Buile Hill Park was opened on 22 July 1903 by the mayor of Salford, Alderman Stephens, and was subsequently joined to Seedley Park by the closure of the 'Dog Entry' path which divided them.

In 1906, the former Buile Hill House opened to the public as a natural history museum.

In 1906, the tennis courts opened, followed in 1934 by the 18 hole pitch and putt course. In 1938, a cafe was opened in the former Buile Hill estate conservatory.

===Wartime===
During both world wars, Buile Hill was used as a military base. In the First World War it became the site of an anti-Zeppelin gun base, while in the Second World War it became home to a barrage balloon attachment. Resultantly, in 1940 the German Luftwaffe dropped a bomb on Buile Hill.

After the end of the war, and an amount of refurbishment, the park reopened to the public in 1948.

===Post-war era to present day===
In 1963, a garden for the blind opened, and in 1972 Pets Corner.

In 1975, the Lancashire Museum of Mining opened in Buile Hill Mansion.

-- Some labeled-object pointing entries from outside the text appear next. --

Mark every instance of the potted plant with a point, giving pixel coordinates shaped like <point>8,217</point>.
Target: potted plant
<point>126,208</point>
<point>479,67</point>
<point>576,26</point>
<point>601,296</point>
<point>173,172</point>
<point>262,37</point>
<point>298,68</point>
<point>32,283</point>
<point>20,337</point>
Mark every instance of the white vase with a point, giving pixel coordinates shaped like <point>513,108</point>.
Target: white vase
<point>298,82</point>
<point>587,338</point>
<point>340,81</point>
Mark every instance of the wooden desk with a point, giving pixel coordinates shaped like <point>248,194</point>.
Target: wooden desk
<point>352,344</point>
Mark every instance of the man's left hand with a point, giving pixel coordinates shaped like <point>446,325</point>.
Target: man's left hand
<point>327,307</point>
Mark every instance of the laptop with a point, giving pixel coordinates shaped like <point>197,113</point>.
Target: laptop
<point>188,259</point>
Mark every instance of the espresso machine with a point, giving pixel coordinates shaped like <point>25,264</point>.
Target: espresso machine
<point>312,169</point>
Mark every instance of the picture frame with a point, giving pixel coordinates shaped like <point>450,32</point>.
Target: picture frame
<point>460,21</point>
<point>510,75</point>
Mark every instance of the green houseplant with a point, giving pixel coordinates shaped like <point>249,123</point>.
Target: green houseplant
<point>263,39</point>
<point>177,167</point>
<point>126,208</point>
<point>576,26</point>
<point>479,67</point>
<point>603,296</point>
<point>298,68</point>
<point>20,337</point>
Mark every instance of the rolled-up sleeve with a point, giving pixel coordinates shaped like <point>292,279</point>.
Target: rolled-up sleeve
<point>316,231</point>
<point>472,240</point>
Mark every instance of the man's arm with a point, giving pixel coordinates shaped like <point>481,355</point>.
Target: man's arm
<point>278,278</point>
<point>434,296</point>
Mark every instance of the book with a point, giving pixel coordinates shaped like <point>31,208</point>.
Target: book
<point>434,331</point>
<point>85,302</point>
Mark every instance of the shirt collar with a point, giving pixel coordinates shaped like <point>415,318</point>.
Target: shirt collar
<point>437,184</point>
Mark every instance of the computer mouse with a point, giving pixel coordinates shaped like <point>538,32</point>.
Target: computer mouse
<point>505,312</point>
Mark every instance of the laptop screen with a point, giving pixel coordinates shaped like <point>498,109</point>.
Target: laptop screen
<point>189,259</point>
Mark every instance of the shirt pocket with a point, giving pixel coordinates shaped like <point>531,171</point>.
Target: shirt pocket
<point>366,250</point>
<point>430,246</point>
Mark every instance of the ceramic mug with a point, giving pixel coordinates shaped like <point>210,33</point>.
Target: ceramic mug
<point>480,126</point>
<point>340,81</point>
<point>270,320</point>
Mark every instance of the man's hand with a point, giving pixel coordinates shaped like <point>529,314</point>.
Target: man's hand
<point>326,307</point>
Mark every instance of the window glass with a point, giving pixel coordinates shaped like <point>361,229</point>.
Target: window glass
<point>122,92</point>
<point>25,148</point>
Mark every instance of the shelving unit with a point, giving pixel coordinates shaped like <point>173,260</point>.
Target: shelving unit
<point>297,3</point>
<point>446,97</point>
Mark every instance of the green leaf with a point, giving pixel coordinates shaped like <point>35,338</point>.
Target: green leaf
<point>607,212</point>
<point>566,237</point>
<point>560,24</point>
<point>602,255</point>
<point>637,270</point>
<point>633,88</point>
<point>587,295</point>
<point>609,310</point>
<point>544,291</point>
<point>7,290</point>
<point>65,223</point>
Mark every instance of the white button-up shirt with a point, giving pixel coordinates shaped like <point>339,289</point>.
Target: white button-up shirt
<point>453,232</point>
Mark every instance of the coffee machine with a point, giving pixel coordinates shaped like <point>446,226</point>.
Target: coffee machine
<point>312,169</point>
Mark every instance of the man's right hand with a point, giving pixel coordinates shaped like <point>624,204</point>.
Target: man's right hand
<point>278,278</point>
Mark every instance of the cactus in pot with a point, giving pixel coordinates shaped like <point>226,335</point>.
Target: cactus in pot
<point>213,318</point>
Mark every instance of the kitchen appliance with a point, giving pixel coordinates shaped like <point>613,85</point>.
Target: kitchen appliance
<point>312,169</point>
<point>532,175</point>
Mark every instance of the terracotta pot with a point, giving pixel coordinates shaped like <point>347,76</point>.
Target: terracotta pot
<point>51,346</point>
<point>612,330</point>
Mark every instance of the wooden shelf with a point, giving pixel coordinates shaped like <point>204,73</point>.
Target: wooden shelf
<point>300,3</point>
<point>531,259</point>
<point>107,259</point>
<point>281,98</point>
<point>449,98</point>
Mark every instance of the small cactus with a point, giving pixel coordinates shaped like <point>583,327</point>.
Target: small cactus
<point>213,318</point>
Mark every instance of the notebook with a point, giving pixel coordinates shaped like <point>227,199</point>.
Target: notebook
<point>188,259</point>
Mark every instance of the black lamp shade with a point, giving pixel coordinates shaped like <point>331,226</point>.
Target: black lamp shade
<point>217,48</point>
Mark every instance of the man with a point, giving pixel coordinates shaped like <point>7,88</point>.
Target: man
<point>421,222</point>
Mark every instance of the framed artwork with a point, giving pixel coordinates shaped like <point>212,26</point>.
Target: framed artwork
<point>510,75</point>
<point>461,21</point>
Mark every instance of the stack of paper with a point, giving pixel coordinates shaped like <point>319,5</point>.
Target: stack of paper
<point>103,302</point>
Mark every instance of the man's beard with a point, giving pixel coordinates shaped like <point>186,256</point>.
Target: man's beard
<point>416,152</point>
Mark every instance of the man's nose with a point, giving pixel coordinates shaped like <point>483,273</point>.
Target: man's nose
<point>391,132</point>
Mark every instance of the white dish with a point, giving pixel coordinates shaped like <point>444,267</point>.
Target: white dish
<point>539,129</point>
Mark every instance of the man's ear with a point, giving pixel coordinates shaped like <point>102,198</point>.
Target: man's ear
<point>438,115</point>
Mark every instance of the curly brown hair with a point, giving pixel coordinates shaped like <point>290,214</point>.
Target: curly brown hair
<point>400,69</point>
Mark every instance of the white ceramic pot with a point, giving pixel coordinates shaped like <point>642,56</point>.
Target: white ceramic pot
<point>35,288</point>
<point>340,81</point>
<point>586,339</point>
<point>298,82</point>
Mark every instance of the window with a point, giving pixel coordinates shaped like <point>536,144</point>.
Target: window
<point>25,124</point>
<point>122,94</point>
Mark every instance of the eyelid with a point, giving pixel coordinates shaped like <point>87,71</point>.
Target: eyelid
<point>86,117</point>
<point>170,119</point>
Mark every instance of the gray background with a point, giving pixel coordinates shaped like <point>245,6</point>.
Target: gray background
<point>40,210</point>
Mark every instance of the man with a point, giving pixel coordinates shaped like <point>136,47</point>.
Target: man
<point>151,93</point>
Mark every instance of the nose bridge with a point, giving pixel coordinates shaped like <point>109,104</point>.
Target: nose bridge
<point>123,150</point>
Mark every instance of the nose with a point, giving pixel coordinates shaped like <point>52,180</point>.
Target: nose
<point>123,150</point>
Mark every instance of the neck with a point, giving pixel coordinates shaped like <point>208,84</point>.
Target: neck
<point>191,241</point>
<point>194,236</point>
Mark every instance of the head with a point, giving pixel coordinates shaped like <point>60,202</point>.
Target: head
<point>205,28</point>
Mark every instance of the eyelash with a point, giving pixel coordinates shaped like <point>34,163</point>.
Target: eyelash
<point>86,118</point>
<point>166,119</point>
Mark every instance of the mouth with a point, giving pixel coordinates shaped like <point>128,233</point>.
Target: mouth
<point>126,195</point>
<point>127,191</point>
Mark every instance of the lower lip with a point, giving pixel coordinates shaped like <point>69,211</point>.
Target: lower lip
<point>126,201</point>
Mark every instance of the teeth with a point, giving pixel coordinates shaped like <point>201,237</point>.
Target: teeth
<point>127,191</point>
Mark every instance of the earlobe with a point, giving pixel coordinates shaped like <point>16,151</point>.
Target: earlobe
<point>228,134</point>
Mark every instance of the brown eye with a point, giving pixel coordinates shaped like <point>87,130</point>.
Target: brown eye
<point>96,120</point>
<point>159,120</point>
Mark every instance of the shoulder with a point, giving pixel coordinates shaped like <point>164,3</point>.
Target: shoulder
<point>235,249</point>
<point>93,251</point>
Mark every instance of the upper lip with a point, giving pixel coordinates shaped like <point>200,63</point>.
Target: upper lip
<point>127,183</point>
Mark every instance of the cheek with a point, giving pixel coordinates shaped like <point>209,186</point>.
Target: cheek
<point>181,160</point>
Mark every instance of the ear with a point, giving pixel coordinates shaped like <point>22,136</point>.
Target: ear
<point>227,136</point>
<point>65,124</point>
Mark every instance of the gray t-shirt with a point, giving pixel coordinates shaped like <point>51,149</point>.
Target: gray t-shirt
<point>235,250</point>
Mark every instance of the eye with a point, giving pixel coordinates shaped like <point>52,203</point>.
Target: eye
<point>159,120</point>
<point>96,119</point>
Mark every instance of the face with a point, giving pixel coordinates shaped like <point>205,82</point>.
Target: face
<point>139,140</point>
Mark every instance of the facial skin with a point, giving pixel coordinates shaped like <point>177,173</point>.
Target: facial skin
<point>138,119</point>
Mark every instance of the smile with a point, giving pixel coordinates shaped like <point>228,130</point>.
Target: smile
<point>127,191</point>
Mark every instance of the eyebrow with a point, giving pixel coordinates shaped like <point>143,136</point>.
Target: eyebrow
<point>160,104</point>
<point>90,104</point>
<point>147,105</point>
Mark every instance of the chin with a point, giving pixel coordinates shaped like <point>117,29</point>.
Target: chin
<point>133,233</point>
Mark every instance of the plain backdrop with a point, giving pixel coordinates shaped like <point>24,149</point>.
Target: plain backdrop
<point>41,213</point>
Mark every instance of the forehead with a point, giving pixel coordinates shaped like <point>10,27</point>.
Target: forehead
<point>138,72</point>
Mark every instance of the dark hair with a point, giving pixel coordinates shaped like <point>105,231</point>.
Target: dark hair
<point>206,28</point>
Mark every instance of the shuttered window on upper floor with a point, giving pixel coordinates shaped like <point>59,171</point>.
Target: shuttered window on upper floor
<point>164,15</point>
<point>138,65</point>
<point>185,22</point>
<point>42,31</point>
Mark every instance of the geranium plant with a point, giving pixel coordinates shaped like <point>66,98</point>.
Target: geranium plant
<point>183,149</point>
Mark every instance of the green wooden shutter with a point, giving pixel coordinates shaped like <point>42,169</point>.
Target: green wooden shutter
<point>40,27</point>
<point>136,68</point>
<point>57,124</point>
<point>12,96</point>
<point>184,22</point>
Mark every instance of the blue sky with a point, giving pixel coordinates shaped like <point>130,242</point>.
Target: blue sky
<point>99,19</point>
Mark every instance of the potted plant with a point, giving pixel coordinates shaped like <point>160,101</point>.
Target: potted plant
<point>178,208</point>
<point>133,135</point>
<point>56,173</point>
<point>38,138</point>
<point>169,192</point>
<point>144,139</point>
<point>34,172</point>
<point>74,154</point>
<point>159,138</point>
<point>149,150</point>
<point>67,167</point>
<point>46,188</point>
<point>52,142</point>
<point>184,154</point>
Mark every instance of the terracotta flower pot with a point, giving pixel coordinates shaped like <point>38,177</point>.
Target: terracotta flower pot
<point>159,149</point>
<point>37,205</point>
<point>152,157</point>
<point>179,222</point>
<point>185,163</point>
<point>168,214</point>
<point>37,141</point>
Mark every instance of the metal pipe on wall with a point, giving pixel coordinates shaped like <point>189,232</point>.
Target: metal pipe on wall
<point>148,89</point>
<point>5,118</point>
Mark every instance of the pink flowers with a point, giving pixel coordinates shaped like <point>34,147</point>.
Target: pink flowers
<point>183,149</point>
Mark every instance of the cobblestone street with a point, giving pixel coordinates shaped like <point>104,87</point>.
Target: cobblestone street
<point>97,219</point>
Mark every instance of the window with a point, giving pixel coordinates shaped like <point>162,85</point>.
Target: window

The museum closed in 2000, after which the house was proposed to be renovated as a conference centre. However, it remained empty from 2000 to 2026. Planning permission was granted to John Wilkinson to turn it into a country hotel in 2008, which received negative feedback from locals and heritage groups. However, the £700,000 purchase fee was never paid to the council, and the permission expired in 2014. Since then several companies have proposed to turn it into a hotel.

A two-storey derelict outbuilding at the park caught fire in October 2016.

===Famous visitors===
People noted to have visited the park include Pendlebury artist L.S. Lowry, a local rent collector, and author Frances Hodgson Burnett who wrote her classic children's novel The Secret Garden during one of her many visits to the estate house.